Article Revised: March 26, 2019

A Lean Six Sigma Master Black Belt was perplexed by the software’s correlation and regression analysis output. The results were pure nonsense. In addition to regression coefficients that were negative when common sense told him they should be positive (and vice versa), some of the correlation coefficients were large, while the corresponding regression coefficient p-values were insignificant. What the heck was going on?

The problem with the Master Black Belt‘s data was multicollinearity, a condition that’s encountered more often as Six Sigma practitioners move from engineering and manufacturing data to customer survey data.

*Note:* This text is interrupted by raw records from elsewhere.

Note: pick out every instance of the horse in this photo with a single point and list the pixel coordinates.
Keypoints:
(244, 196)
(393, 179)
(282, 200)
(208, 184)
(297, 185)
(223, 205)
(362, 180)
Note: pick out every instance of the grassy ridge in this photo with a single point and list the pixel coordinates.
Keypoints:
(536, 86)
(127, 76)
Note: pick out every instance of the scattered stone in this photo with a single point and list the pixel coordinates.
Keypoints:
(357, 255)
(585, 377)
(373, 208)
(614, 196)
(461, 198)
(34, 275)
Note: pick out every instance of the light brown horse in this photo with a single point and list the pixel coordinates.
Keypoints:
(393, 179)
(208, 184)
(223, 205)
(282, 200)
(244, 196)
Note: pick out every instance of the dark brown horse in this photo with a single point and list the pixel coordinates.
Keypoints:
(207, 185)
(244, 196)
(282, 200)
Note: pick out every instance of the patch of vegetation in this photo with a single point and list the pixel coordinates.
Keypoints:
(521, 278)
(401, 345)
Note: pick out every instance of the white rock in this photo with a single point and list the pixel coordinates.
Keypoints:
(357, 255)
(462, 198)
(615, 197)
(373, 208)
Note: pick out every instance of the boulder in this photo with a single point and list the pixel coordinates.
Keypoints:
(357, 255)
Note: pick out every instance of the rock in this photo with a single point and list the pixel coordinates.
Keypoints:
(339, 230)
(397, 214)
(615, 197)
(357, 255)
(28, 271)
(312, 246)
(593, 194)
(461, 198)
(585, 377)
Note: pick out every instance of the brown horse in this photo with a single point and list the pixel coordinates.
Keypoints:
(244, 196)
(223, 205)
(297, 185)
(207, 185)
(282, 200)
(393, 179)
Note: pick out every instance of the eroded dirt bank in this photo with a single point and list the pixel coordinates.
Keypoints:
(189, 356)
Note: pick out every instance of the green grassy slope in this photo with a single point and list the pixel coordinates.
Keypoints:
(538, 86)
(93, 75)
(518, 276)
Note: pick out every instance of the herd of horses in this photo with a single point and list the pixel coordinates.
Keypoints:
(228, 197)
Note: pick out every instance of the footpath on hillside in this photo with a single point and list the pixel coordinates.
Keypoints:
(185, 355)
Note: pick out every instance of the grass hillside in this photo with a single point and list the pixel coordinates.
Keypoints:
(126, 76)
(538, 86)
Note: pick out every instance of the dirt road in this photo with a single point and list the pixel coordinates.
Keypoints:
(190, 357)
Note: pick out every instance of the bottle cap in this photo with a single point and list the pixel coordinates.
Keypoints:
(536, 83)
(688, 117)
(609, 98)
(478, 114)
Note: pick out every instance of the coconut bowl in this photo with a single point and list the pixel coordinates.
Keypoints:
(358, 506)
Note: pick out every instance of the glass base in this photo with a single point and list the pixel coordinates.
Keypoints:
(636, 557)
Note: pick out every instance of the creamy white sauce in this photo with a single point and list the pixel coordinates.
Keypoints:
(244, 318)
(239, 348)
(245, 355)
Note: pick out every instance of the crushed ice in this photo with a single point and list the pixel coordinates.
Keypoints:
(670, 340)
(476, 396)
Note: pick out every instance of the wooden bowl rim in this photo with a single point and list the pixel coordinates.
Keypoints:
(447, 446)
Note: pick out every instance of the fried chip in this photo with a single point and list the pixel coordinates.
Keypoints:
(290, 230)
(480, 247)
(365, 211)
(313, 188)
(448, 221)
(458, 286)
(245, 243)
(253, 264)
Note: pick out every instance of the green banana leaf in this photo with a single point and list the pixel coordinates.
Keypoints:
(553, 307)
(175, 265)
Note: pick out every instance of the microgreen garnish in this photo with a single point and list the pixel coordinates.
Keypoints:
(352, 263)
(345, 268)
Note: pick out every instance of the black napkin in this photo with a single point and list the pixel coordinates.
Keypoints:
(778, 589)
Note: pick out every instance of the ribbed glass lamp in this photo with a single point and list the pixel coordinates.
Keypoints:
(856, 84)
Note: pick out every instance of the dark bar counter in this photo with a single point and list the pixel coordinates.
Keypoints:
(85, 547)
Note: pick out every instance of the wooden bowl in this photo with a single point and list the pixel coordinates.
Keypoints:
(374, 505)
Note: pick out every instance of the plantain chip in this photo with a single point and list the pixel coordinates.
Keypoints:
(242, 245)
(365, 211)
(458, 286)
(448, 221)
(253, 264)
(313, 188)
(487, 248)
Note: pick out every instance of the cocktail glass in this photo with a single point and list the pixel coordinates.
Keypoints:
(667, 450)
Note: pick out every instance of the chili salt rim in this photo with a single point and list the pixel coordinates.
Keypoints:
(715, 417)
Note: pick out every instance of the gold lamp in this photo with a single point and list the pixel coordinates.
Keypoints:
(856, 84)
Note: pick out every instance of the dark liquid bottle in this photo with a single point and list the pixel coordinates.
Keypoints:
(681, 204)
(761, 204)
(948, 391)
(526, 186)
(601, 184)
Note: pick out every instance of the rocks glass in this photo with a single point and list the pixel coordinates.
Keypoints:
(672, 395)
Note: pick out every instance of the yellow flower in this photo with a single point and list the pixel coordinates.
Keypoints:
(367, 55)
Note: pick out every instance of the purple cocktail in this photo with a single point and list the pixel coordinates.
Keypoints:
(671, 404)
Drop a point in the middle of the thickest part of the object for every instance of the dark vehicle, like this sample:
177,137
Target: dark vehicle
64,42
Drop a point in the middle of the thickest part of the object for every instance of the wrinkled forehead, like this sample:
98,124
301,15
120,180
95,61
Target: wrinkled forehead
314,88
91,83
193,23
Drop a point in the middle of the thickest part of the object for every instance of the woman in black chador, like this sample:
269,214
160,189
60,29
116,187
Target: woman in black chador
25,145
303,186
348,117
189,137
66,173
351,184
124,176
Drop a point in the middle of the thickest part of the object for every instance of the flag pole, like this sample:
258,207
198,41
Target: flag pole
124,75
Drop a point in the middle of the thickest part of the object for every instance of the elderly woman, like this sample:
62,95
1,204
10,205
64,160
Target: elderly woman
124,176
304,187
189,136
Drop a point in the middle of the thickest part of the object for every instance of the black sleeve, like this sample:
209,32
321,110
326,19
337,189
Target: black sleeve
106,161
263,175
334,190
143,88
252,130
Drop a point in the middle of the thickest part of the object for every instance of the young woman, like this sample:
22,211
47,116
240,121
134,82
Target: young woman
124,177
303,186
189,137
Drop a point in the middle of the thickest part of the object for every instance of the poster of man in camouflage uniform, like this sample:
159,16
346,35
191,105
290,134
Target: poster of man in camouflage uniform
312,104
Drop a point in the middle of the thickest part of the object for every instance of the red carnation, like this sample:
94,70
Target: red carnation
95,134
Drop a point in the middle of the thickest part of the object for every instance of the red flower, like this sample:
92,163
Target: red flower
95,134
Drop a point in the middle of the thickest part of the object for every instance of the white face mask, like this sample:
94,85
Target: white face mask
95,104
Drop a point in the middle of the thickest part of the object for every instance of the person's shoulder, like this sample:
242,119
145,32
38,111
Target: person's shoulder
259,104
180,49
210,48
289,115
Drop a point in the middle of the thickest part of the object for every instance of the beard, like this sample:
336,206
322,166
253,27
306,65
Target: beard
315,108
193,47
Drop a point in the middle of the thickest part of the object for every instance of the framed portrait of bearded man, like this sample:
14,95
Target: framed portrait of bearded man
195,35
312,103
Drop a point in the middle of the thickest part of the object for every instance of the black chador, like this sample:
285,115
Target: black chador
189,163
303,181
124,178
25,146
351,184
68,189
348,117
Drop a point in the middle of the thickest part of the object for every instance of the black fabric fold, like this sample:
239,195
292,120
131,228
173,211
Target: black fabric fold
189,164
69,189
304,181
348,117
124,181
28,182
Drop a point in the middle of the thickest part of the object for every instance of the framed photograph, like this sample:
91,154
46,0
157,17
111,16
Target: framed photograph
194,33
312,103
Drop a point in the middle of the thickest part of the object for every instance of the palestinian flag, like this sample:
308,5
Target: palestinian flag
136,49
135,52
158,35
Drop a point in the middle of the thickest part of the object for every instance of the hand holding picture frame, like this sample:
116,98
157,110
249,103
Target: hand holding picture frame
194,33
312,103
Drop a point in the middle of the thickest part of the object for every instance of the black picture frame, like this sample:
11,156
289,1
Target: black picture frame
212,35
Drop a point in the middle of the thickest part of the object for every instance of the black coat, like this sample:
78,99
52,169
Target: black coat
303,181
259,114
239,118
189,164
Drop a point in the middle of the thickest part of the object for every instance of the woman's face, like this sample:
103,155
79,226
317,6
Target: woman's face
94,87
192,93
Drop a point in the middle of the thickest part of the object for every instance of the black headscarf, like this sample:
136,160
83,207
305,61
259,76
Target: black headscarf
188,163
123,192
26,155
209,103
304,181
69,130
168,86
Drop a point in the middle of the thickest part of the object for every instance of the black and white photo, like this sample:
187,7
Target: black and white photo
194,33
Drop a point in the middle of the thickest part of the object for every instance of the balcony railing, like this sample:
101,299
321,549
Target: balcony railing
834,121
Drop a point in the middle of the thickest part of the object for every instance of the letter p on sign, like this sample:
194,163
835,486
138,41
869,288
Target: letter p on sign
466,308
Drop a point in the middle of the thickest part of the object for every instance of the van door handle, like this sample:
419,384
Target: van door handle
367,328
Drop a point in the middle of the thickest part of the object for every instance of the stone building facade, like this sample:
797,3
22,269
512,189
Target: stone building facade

Multicollinearity refers to linear intercorrelation among variables. Simply put, if nominally “different” measures actually quantify the same phenomenon to a significant degree–i.e., the variables are accorded different names and perhaps employ different numeric measurement scales but correlate highly with each other–they’re redundant.

Multicollinearity isn’t well understood by the applied statistics community. Re–searchers at Arizona State University found widespread misunderstanding of multicollinearity and other regression analysis concepts among graduate students who had taken, on average, five graduate and undergraduate statistics courses. I’ll try to explain multicollinearity by using a simple, everyday metaphor: a table. Consider the photograph of a table shown in figure 1. This is a finely built table I purchased at Wal-Mart for only \$99 (chairs were included). In my metaphor, the table is a model. The legs of the table represent x variables, or predictors. The top represents the y variable, the predicted variable. My intent is to build a table where the top is well supported by the legs, i.e., the predictions are well explained by the predictors.

The table legs are placed at 90° to each other. This angle provides maximum support for the top. In statistics, when two variables are uncorrelated with each other, they’re said to be orthogonal, or at 90° to one another. If you create a scatter diagram of two uncorrelated variables and draw best-fit lines, you get something that looks like figure 2: The lines are at 90° to one another.